While many brought their worries and hardships, Patricia Smith brought solutions.
Smith — senior counsel at the Manhattan-based nonprofit the National Employment Law Project — broke down the issue of employee misclassification at an event sponsored by the New Jersey Department of Labor and Workforce Development on Wednesday in Newark.
Misclassification is misclassifying workers as independent contractors by filing 1099s rather than W2s. Employers who misclassify avoid having to pay unemployment and disability taxes.
“Misclassification, by itself, is not illegal,” she said. “What’s illegal is the consequences of misclassification. When you find misclassification, you’re going to have, depending upon what you’re enforcing, a remedy.”
Smith, a former labor official in President Barack Obama’s administration, has been involved with misclassification for more than 20 years. She said interagency, coordinated enforcement; data sharing; a robust public and press outreach strategy; agency cross-training and joint employment; criminal referrals in appropriate cases; and required reports to either the Legislature or governor on a frequent basis are how the misclassification of employees as independent contractors will be remedied.
Labor Commissioner Robert Asaro-Angelo led the forum. He told the room of a few dozen workers, union reps and lawyers that Gov. Phil Murphy gets it.
“We’re at a time in our state where our governor and this administration wants to stand up for the right to protections, for the women and men who work hard and deserve the opportunities and benefits that they are entitled to,” he said.
And while many public advocates came to give their testimony, it was Smith who had the most to say.
Smith refers to coordinated, interagency enforcement as participants from multiple agencies who have an interest in misclassification conducting joint, on-ground investigations of possible misclassification. Smith says this isn’t typically how government works, but there is precedent for it.
Data sharing and making systemic referrals to appropriate agencies is critical because the targeted enforcement of employers who misclassify becomes a real possibility. Target enforcement has proven more efficient than random audits.
Public and press outreach strategies are crucial, Smith said, because it’s important to educate the public on what misclassification is exactly and how it has become a problem. When the public is informed and consistently updated, it’s more likely they provide information to the task force. Smith recommended a hotline, website and/or email address the public can go to when they have questions, concerns and/or advice.

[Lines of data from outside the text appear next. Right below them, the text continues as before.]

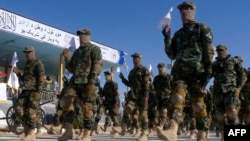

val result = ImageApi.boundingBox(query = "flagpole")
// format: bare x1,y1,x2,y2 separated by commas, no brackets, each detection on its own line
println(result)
58,54,64,90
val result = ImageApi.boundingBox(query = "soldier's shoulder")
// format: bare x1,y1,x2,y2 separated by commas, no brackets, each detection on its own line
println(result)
90,43,101,51
196,22,210,29
35,59,43,65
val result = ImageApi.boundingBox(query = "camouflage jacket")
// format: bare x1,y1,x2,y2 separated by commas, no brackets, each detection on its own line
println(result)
241,69,250,100
100,81,119,103
122,65,150,95
153,73,172,99
164,22,214,78
212,55,246,93
65,43,102,84
18,59,45,90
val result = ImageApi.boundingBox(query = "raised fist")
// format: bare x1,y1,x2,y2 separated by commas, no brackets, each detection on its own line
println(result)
13,67,20,74
62,48,69,59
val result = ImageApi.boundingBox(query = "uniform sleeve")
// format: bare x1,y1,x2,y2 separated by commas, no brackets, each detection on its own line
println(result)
89,46,102,83
201,24,214,74
36,61,46,91
235,59,247,89
65,49,78,73
164,33,177,60
143,67,150,94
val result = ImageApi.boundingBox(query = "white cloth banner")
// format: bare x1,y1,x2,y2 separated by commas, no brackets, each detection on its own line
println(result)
0,83,7,101
7,52,19,90
159,7,173,29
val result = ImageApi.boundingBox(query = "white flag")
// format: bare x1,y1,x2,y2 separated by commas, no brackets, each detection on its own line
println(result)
159,7,173,29
116,67,121,73
148,64,154,77
7,52,19,90
68,37,76,52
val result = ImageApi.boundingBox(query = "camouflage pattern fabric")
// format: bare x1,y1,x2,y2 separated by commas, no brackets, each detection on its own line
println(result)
65,43,102,130
97,81,120,126
15,60,45,129
164,22,214,130
212,55,246,130
122,65,150,130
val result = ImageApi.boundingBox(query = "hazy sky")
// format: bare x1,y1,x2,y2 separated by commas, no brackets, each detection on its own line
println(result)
0,0,250,99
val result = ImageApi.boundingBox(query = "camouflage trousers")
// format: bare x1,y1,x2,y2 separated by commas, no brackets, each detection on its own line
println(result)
122,100,148,130
213,89,241,131
169,78,209,131
15,90,42,129
95,101,121,126
239,91,250,125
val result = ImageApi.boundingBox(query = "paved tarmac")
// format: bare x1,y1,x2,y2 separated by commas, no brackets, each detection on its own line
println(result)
0,132,220,141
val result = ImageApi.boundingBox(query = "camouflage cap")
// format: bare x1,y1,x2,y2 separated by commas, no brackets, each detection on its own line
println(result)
131,53,142,58
234,56,243,62
23,46,35,52
76,28,91,35
177,1,196,10
216,44,227,51
157,63,165,68
104,71,112,75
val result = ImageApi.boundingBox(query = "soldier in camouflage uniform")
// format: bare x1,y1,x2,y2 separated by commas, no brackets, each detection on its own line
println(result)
212,44,246,141
58,29,102,141
13,46,45,141
120,53,150,140
240,67,250,125
153,63,172,128
148,79,157,137
157,2,214,141
91,71,121,138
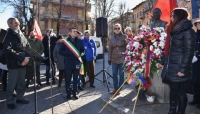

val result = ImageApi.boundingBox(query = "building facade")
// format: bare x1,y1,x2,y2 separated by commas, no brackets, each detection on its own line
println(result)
31,0,91,35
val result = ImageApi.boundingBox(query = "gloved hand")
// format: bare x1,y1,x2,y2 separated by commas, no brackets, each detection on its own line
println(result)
108,60,111,65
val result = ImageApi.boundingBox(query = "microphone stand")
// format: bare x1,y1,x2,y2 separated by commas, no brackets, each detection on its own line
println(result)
48,31,53,114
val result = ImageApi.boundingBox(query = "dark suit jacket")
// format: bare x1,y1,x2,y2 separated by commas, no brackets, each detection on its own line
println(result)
59,37,84,69
3,29,30,69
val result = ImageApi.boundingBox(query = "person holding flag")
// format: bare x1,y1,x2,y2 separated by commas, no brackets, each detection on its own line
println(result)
158,8,195,114
59,28,84,99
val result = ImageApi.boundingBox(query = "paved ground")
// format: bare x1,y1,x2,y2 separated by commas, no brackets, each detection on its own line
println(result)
0,53,115,114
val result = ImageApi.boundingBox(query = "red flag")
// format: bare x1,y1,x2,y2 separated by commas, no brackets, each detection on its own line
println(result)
153,0,178,24
33,19,42,41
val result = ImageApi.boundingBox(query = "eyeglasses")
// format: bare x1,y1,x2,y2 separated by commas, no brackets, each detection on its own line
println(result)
114,28,120,30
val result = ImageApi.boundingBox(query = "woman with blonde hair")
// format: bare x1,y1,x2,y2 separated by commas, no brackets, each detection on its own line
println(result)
108,23,127,94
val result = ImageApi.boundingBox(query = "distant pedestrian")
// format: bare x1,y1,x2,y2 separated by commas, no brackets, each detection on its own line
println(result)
158,8,195,114
26,31,44,88
59,28,84,99
189,19,200,108
53,35,65,87
3,17,30,109
82,31,96,88
108,23,127,94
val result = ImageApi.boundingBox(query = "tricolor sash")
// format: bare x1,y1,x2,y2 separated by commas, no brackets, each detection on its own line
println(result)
62,39,84,75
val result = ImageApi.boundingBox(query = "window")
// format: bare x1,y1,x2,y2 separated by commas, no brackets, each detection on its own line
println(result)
95,41,100,48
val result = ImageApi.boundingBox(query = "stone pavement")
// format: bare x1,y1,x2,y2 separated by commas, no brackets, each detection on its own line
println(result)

Smith says agency cross-training and joint employment often goes under the radar. Requiring frequent meetings between partner agencies ensures information about possible misclassification is appropriately shared with all interested agencies.
Smith, nominated by Obama in 2009 to be the Solicitor of Labor, served as the third-ranking official in the U.S. Department of Labor from 2009-2017. She has seen the power of government.
She said a few well-placed criminal referrals, especially when really deserved, can go a long way toward deterring other employers from misclassifying.
Smith feels with state Attorney General Gurbir Grewal on the task force reviewing cases, criminal violations are plausible.
Smith recommends required reports to the Legislature and/or governor on a frequent basis because it would provide transparency and accountability. Transparency, she said, would allow the public and state to assess the success, or failure, of the task force.
Smith made a point to emphasize that planning is very important, but overplanning can lead to dysfunction. At a certain point, she said, the plan has to be finalized and put into action.
Asaro-Angelo said the issue is big in the state.
By avoiding unemployment and disability taxes, employers who misclassify cost state and federal taxpayers millions of dollars, he said. According to the Department of Labor, more than $80 million in underreported employer contributions have been identified since 2010.
“Misclassification violations can happen anywhere, but those who work in construction, transportation, information technology and other in-demand businesses seem to be the most vulnerable,” Asaro-Angelo said. “That’s why we need to do our part.”
The event was the second of three public forums for the Task Force on Employee Misclassification. The forum provided the public with an opportunity to ask questions and the task force to hear feedback and ideas on strategies to combat employee misclassification. The first was held in Atlantic City in early October and the third will be held Jan. 17 in New Brunswick.